Dis l'heure 2 ragga dancehall

Tandis que les Francofolies s’offrent pour leur vingtième anniversaire un concert Dis l’heure 2 zouk, Passi sort un nouvel épisode de la série Dis l’heure consacré au ragga français. Rencontre avec Passi.

Compilation

Tandis que les Francofolies s’offrent pour leur vingtième anniversaire un concert Dis l’heure 2 zouk, Passi sort un nouvel épisode de la série Dis l’heure consacré au ragga français. Rencontre avec Passi.

Mener plusieurs projets de front ne fait pas peur à Passi. A croire même qu’il aime cela. Quelques mois après la sortie de son album Odyssée et du DVD 30 ans chrono, il donne une suite à la compilation Dis l’heure 2 zouk avec laquelle il avait obtenu un joli succès l’été dernier. "En faisant Dis l’heure 2 rimes en 2002, on savait qu’on pouvait faire Dis l’heure de quelque chose d’autre. On a commencé à voir comment ça se passait au niveau de la production, à développer les singles des artistes. Avec cette expérience et vu le succès de Bisso na Bisso, on en a profité pour faire Dis l’heure 2 zouk et, après, on avait vraiment très envie de faire de Dis l’heure de ragga parce qu’on a toujours aimé le reggae-ragga. Le ragga, c’est l’enfant électronique du reggae. On est tous des fils de Bob Marley. C’est un de mes artistes préférés", indique Passi.

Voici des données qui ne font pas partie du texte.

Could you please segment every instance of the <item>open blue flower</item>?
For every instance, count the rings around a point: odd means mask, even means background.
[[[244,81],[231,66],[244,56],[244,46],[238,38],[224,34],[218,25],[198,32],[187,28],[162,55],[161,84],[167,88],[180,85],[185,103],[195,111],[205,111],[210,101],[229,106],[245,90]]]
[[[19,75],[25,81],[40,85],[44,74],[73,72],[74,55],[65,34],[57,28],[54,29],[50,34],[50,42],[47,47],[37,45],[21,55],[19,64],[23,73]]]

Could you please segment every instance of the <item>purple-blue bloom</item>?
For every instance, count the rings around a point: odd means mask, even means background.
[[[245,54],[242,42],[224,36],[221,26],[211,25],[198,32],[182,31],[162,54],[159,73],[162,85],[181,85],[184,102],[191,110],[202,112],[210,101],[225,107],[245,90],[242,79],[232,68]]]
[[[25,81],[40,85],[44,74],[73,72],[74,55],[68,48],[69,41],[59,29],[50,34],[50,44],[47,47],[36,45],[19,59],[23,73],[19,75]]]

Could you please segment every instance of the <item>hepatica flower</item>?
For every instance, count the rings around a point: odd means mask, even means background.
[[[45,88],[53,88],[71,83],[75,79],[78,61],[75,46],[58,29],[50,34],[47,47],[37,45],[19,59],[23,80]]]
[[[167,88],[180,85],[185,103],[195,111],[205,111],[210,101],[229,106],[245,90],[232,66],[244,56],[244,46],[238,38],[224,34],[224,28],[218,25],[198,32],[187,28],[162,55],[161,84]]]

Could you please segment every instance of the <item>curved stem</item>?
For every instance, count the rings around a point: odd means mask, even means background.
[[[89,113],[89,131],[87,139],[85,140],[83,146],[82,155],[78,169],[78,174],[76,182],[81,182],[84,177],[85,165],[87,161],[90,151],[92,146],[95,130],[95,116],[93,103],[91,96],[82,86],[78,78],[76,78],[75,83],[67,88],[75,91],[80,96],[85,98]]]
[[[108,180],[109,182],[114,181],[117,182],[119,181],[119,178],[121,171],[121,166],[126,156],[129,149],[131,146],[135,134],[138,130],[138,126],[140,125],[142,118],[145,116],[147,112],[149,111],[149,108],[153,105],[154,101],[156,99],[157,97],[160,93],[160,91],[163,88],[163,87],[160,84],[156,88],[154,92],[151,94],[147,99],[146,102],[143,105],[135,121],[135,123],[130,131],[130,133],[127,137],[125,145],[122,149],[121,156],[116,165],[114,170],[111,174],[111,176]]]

Le rap est américain, le ragga est jamaïcain, mais en France les deux musiques se sont développées ensemble au tout début des années 90. Entre ces deux univers, des passerelles ont très vite été jetées et empruntées par de nombreux artistes. Les exemples ne manquent pas: Nuttea, Raggasonic qui s’appelait d’abord Rapsonic, Lord Kossity… "Aujourd’hui, Shaggy, Sean Paul ont prouvé que la culture ragga était forte et pouvait s’exporter. Il y a chez nous une oreille pour cette musique-là", poursuit Passi qui, en témoin attentif de cette évolution, fait savoir que sa démarche a pour but de"dire l’heure qu’il est dans le ragga aujourd’hui en France".

S’il est le premier rappeur a s’être autant investi dans un genre musical qui n’est pas celui qui l’a fait connaître, d’autres projets similaires ont, dans le passé, déjà été réalisés par des pointures du reggae français. Profitant de leurs succès respectifs, Tonton David et Pierpoljak avaient également tenté de donner un coup de pouce aux artistes influencés par le style jamaïcain en les réunissant respectivement sur Sans limite et Plus de cœur= soleil , des disques qui se sont tous deux soldés par des échecs commerciaux. Parmi les invités de Passi, bon nombre ont participé à l’une ou l’autre de ces compilations, voire les deux, à l’image du chanteur Supa John. Malgré ses qualités, son ancienneté – il fait partie des vétérans du reggae en France -, il n’est jamais parvenu à sortir de l’ombre. Daddy Mory fait lui aussi figure d’habitué. L’ancienne moitié du duo Raggasonic, qui n’a pas vraiment réussi son retour en solo avec son album Ma voix résonne, s’est associé le temps d’une chanson aux incontournables Neg’marrons, tandis que son ex-partenaire Big Red fait équipe avec Passi pour On contrôle la foule. Ces combinaisons inédites font la particularité de Dis l’heure de ragga puisque sur un total de vingt titres, on ne trouve pas moins de quarante artistes, dont certains font plusieurs interventions!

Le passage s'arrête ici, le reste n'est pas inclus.